The result, of course, is a misshapen garment where one seam stretches more than the other or worse, the seams don’t match at all. Or the neckline gapes and stretches, not even trying to match its facing.
Not a good look.
Staystitching (also seen as stay stitching) can keep this from happening. Properly attending to this tried-and-true sewing technique in the beginning stages can spell the difference between a runway-ready garment and one that you should run away from!
Video Source: YouTube/Cloth Story
What Is Staystiching?
Staystitching is used to prevent your garment’s curves from throwing you a curveball.

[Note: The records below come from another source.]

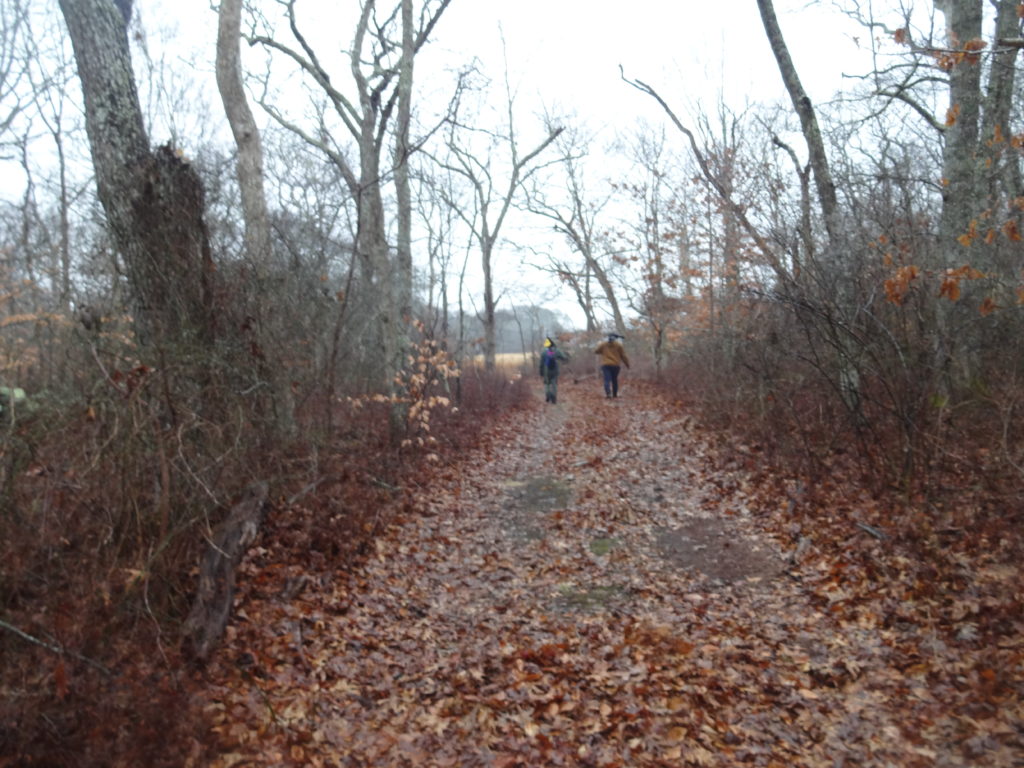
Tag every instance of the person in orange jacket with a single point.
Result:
(612, 357)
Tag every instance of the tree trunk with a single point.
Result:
(154, 201)
(254, 210)
(212, 606)
(808, 120)
(960, 161)
(1004, 177)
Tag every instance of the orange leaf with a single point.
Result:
(60, 680)
(950, 289)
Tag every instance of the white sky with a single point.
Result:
(564, 54)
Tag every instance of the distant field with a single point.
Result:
(506, 359)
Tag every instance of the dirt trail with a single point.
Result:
(579, 592)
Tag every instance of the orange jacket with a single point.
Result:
(612, 353)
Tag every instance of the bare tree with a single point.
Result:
(154, 200)
(493, 194)
(381, 72)
(576, 219)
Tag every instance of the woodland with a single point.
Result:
(271, 493)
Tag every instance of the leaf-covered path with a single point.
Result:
(586, 589)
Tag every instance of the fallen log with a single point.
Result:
(212, 605)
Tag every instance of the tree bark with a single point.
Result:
(1004, 176)
(154, 201)
(808, 121)
(212, 605)
(247, 138)
(960, 159)
(254, 210)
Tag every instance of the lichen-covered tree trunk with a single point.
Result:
(960, 155)
(254, 209)
(154, 201)
(808, 121)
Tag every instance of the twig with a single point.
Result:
(52, 647)
(872, 530)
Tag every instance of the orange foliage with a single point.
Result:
(897, 286)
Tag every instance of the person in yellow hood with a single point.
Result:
(550, 356)
(612, 357)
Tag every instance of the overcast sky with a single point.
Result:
(565, 54)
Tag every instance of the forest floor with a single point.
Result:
(600, 584)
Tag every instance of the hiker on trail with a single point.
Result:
(612, 357)
(549, 369)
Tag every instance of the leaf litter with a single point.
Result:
(600, 585)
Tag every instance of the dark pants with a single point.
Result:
(610, 380)
(551, 388)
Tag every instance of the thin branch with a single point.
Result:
(53, 647)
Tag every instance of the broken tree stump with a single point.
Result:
(212, 606)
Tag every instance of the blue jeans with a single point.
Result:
(610, 380)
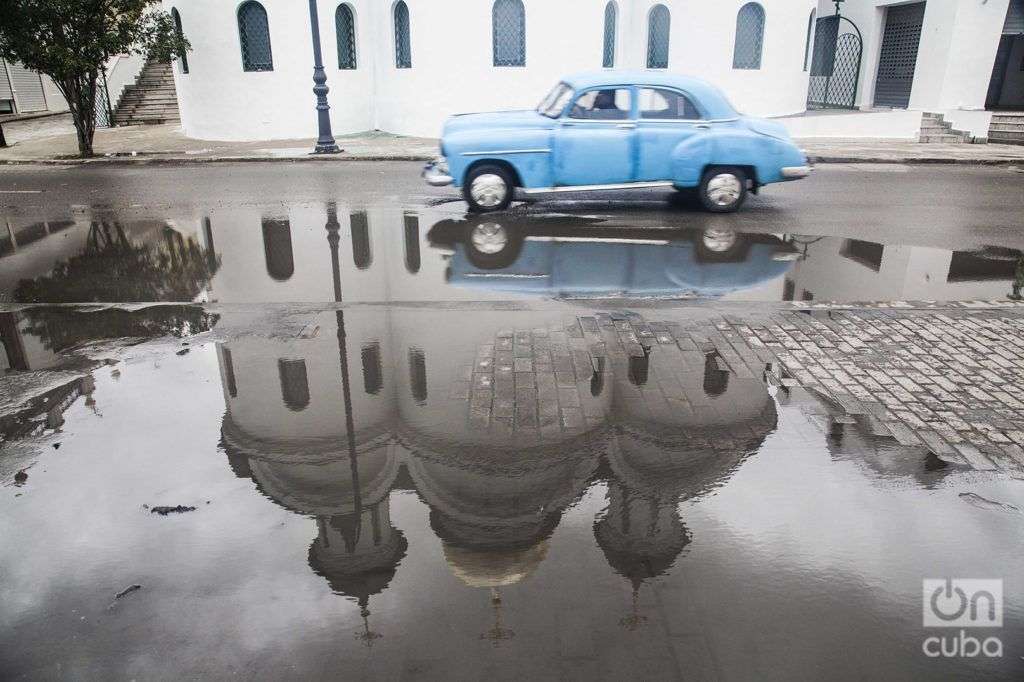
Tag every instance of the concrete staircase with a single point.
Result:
(152, 99)
(935, 129)
(1007, 128)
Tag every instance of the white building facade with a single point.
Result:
(404, 67)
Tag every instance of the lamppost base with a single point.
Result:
(327, 148)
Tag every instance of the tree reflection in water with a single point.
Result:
(114, 268)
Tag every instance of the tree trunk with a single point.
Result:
(81, 95)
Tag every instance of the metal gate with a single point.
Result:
(898, 55)
(835, 64)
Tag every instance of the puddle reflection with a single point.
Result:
(251, 254)
(498, 448)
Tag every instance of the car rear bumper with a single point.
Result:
(796, 172)
(436, 173)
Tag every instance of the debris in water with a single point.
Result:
(128, 590)
(164, 511)
(991, 505)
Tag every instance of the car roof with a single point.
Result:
(713, 100)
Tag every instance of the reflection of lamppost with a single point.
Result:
(325, 143)
(1018, 280)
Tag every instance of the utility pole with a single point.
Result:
(326, 142)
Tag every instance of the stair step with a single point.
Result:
(1006, 134)
(944, 139)
(152, 98)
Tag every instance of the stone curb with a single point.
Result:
(146, 160)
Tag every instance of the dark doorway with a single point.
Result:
(835, 65)
(898, 56)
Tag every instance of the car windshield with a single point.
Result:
(554, 103)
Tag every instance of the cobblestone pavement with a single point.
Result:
(945, 380)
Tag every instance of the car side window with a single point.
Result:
(604, 104)
(658, 103)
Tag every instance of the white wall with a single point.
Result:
(1013, 86)
(958, 40)
(452, 62)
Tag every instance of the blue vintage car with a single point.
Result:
(616, 130)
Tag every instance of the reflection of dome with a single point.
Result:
(653, 460)
(316, 481)
(494, 568)
(501, 499)
(357, 571)
(640, 537)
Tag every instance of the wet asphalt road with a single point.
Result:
(837, 199)
(347, 510)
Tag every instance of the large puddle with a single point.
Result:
(442, 478)
(331, 252)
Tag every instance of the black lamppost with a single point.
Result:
(325, 143)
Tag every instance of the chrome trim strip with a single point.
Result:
(687, 120)
(502, 152)
(594, 240)
(796, 171)
(598, 187)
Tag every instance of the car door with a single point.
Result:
(666, 118)
(595, 141)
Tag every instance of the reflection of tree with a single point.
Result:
(113, 268)
(62, 328)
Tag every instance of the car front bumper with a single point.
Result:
(436, 173)
(796, 172)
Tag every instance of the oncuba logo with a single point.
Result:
(962, 603)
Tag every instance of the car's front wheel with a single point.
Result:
(723, 188)
(488, 188)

Essentially, staystitching is an invisible row of stitches within the seam allowance that keeps curved or bias edges from stretching during the construction process. It’s mostly used around necklines, armholes, curved skirt waists, rounded facing edges, and bias grain lines like v-necks, but you can use it wherever curves or diagonal seams could stretch out. It’s often used on shoulders, too, as they’re cut at a slight bias. Want proper draping? Staystitch it!
Do Not Skip This Step!
A word about skipping this essential step: don’t. Seriously, don’t. While you may be tempted to blow it off as a waste of time, staystitching in the beginning stages will save you a ton of time and headaches down the road, like when you’re sewing the piece together. There’s a reason why pattern instructions emphasize staystitching! Beginners eager to get started on construction should especially take note of this. The structural integrity of your garment is at stake!
Say No To Stretching
While your pattern instructions will tell you when to staystitch, it’s recommended that you use it right after cutting your fabric pieces before stretching can even happen. Just moving your fabric around can cause some fabrics to stretch out curves, so staystitch ASAP.
And remember: the weight of the fabric itself can cause distortion as it pulls on curved and bias grain lines, so try to keep the weight even dispersed as you work.
When staystitching around a curve, avoid straightening out the fabric as it approaches the presser foot. Stitch carefully, turning the fabric as you sew to keep the stitches even from the fabric edge.
Staystitching Tips and Tricks:
- Staystitches are regular-length stitches (2 mm) that are not removed like basting stitches or ease stitches.
- A row of staystitching should be sewn about 1/16” to 1/8” outside the seamline, within the seam allowance.
To staystitch a curve, set your stitch length to 1.5 (using smaller stitches or having the stitches closer together for makes for a stronger hold).
- The standard is to sew 1/8″ away from the sewing line, so if your seam allowance is 5/8″, then stitch 1/2″ away from the raw edge.
Use a slightly shorter stitch length than you use for your seam lines.
Always staystitch facings that match a curved or angled edge so they will match their corresponding pattern pieces.
Staystitching stays in the fabric after the garment is sewn, so there’s no need to unpick. That’s why it’s called STAYstitching
With your staystitching complete, check the dimensions of the fabric against the original pattern piece. You might still encounter some stretching, which can be pulled back into shape by using a pin to gently pull every third stitch until the piece regains its original dimensions. Then, simply press it back into shape.
If you find your staystitching is bit tight, clipping a few stitches and gently pulling it back into shape will do the trick.
No Direction Known
Heated discussions often swirl around the direction of sewing in staystitching. Sewing manuals usually suggest stitching in opposing directions. So, in the case of a curved neckline, this means stitching from the edges toward the center, beginning at one shoulder and stitching to the center front. Cut the thread, and then sew from the second shoulder to the center front.
Need a primer on sewing curves? Who doesn’t? This video takes you through the steps:
Video Source: YouTube/Bag Buff
However, most sewing patterns suggest that a simple line around the neckline from one shoulder to the other will do just fine. And while it increases the chance of wrinkles, there are those who like to sew it all in one pass. There’s no right or wrong option here. What method you use will depend on your experience and getting a feel for works best for you, the type of garments you make, and the types of fabric you use.